I have found that most people are rather pessimistic about the world. I know I have been. And seeds of that are probably still evident in my daily milieu. But when I discover truth – the truth of kindness -, it gives me immense hope. Once upon a time, when I suffered greatly under the weight of such intense existential questioning and depression, I never imagined I could experience a sustained disposition of joy. But this kindness has brought me great joy.
A Christian will not have an effective religion unless he sees its source. It is true that a man died for the lost and downtrodden. But a message of salvation, I think, is insufficient if there is no Great Affection intrinsically attached to it. I was a Christian for a long, long time before I knew that God liked me and smiled at my presence. God has great affection for me. And a kind heart – the likes of which no other kindness can match.
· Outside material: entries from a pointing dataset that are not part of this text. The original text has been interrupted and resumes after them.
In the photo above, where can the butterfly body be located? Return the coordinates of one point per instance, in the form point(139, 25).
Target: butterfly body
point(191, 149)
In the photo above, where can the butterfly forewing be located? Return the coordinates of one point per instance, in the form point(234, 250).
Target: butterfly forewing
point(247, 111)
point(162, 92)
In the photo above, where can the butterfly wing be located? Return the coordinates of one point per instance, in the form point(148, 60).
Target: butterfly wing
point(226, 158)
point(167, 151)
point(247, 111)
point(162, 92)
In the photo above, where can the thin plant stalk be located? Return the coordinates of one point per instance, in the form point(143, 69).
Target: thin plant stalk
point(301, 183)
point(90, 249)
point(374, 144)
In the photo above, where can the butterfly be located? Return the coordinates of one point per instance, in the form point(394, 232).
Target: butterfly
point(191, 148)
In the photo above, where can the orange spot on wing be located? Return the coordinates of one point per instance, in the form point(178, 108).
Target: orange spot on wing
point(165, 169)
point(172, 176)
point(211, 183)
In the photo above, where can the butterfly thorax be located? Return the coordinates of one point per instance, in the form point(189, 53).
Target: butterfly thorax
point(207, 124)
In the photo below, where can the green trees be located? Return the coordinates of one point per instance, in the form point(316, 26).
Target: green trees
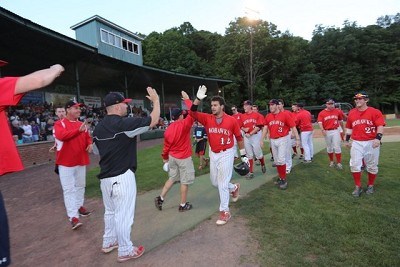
point(335, 63)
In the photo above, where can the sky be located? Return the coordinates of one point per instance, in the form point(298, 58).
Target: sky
point(299, 17)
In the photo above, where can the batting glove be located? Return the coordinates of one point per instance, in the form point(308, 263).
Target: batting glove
point(201, 93)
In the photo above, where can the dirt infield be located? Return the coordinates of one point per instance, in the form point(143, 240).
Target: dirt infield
point(41, 236)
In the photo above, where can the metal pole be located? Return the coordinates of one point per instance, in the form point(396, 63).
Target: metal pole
point(251, 64)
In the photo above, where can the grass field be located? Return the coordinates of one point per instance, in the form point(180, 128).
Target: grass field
point(317, 222)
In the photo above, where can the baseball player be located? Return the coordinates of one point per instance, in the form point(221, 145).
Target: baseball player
point(251, 124)
point(278, 124)
point(238, 116)
point(115, 140)
point(72, 158)
point(303, 122)
point(200, 137)
point(330, 120)
point(221, 130)
point(177, 152)
point(12, 89)
point(291, 138)
point(365, 127)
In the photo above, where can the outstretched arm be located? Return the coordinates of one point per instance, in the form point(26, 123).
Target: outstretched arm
point(38, 79)
point(155, 114)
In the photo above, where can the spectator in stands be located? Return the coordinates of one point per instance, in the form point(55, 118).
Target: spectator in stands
point(35, 131)
point(27, 135)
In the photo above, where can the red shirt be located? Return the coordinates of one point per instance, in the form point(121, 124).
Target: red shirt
point(10, 160)
point(330, 118)
point(364, 123)
point(251, 120)
point(177, 141)
point(279, 124)
point(220, 135)
point(74, 143)
point(303, 120)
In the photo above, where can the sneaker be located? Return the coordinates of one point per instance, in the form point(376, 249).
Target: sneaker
point(187, 206)
point(263, 169)
point(110, 248)
point(158, 202)
point(370, 190)
point(282, 184)
point(249, 176)
point(224, 217)
point(84, 212)
point(357, 191)
point(136, 253)
point(75, 223)
point(235, 193)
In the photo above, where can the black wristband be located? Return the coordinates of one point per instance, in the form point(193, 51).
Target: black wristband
point(379, 136)
point(194, 108)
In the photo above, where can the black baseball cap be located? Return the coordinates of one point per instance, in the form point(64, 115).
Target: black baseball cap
point(247, 102)
point(361, 94)
point(114, 98)
point(73, 103)
point(274, 101)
The Sacred Heart of Jesus is an image that provokes a confused reaction in me. I want to recoil at the sight of it. A bleeding heart, punctured by thorn. But then I cannot take my eyes off it. There is no greater symbol for human nature than the heart. The thing that keeps the blood going, giving life.
I cannot escape it no matter how much I try. I have tried to come up with a better answer. But all I know is that the most effective religious observance is knowing the kindness of Christ. When I have hated myself the only remedy I can find is kindness. When I have hated others the only remedy that has sorted me out is kindness. When the world goes black to me and all I see are grim faces of disapproval, the only remedy is the affectionate smile of a Savior.
The Sacred Heart tells us of Jesus’ humanity. That he is not an abstract idea or fanciful thought meant to encourage positive emotions. The Sacred Heart imagines the heart of Jesus, exposed and aflame with life. It is crowned with thorns, pierced through by an instrument meant to usurp his status as king. He wears it gladly. I keep the image of the sacred heart close to me because it reminds me of his burning love when I get jaded.
The most important thing ever is knowing Jesus and the tenderness of his Sacred Heart.”
“O Sacred Heart of Jesus, we place our trust in Thee!” -traditional McCormick family aspirational prayer.